【完結】離婚したいはずのお嬢様は、旦那様から愛の復縁を迫られる。
レイヤは私の頭を優しく撫でながら、「いや。妻を心配するのも、夫である俺の役目だと思ってる。 だから心配させてくれ、たまには」と優しい言葉を掛けてくれる。
「……レイヤ」
レイヤは優しすぎる。優しすぎるからこそ、私は……。
「アユリ……ずっと俺のそばにいてくれ」
レイヤのその言葉は、どこか掠れているようにも聞こえた。 悲しそうな感じがして、胸がチクリと痛んだ。
「そばにいたいよ。……ずっと」
そばにいたいに決まっている。
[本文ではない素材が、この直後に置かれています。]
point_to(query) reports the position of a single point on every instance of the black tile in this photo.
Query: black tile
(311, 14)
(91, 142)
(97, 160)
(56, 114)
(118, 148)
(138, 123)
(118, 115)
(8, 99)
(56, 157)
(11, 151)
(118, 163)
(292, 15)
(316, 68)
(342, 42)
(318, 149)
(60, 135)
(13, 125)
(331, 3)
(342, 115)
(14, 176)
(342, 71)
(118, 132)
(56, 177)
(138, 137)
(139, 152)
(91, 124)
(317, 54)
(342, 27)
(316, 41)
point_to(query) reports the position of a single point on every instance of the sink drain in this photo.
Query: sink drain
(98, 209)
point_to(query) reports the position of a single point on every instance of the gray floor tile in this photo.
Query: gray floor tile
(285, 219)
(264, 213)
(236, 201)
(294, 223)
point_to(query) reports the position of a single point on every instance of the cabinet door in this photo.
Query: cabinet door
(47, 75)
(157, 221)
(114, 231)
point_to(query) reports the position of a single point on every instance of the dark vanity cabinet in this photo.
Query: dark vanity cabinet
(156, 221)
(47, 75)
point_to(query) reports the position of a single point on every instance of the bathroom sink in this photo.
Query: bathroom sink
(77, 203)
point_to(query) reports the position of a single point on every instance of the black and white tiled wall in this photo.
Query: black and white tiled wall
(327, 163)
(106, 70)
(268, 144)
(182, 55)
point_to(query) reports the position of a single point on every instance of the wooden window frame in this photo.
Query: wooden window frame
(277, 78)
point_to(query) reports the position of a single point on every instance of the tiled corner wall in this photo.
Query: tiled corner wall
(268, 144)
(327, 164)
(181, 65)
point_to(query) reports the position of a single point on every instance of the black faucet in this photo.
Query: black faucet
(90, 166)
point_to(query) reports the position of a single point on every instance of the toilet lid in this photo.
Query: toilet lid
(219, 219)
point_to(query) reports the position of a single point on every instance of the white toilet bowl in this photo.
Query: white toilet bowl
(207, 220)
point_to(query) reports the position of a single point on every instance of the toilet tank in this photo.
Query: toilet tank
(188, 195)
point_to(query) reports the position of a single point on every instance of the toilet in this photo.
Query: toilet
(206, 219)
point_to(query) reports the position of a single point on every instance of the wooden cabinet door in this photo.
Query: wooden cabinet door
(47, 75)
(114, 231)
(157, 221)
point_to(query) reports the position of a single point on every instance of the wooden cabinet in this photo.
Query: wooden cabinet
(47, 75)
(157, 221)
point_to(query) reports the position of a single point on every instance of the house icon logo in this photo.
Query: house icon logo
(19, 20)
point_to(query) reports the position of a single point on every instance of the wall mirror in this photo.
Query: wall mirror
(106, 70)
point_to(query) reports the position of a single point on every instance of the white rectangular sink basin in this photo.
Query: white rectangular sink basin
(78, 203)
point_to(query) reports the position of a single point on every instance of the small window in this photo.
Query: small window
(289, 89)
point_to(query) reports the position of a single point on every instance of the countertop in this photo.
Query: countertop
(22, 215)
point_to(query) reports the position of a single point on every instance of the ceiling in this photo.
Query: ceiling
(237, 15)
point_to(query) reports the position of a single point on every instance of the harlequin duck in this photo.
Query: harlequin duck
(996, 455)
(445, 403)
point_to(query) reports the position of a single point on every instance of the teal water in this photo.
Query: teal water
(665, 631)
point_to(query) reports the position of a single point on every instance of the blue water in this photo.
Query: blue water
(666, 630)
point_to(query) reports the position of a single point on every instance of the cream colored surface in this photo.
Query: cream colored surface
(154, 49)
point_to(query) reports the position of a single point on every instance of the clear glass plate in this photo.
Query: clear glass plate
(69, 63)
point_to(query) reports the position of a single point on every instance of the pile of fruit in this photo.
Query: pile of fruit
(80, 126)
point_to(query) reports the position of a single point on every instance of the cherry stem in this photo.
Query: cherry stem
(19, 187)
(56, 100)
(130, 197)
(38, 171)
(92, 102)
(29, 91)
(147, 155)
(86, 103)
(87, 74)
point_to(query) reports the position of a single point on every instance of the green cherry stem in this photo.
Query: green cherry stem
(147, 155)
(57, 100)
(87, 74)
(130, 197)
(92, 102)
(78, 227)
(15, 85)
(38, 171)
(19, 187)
そんなの、当たり前だ。
だって……だってこんなに、大好きなんだから。
「なら良かった。……アユリが離れていくような気がして怖かったんだ、俺」
「……え?」
レイヤは私をそっと抱き寄せると「夢を見たんだ。 アユリが……俺から離れていく夢を」と呟くように言った。
「そうなんだ……。そんな夢、見たんだ」
私はその夢を、現実にしようとしているんだ。……そう思うと、なんだか切なくなった。
「だから起きる度に、アユリが隣にいると安心するんだ。……夢で良かったって、そう思えるよ」
レイヤにとって、私は隣にいると安心する存在になれているんだと改めて知って、私はすごく嬉しかった。